Re: UTILIDADE PÚBLICA POR LISBELA VARELA

Enviado: 27 Mar 2021, 11:58
por liutaio
Huahuahuahuahua Puta que pariu! É cada uma que... Não corra riscos! Vá trabalhar com outra coisa! Ou então aceite 5 reais pela foda de costas pois é melhor do que nada. Essa foi pior do que o pandeminion que vai no puteiro cheio de gente, comer uma estranha mas acha absurdo quem está sem um pano nos cornos com buracos maiores que um cu arrombado para bloquear um vírus de 100nm Esse vírus é seletivo pra caralho, Não contamina quem está nos transportes e quem fode de costas :nooo: Próxima negociação: não tirar a roupa e pagar pelo programa para sexo virtual. kkkkkk

Re: UTILIDADE PÚBLICA POR LISBELA VARELA

Enviado: 27 Mar 2021, 12:14
por Lobo Solitário
Parei de ler em "43 anos, e a maranhense Luza Maria, 49". Fico imaginando o naipe dos clientes dessas tias, fundo do poço.

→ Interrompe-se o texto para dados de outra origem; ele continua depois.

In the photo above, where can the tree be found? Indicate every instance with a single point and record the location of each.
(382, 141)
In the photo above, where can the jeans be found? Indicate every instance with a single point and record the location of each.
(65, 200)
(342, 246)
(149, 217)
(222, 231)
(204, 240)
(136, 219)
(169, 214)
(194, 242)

Re: UTILIDADE PÚBLICA POR LISBELA VARELA

Enviado: 27 Mar 2021, 12:51
por Brand
Lisbela Varela escreveu:

Site: UNIVERSA
Vi que era desse site, quase perdi o tesão de ler rs :morto:

Mas "sexo de costas"... kkkkk. Mas enfim, acho que é a regra básica desse meio: você faz oque você quiser. Se nao tiver cliente, nao reclame da vida nem de ninguem. Opcao de quem paga tb tem q ser respeitada.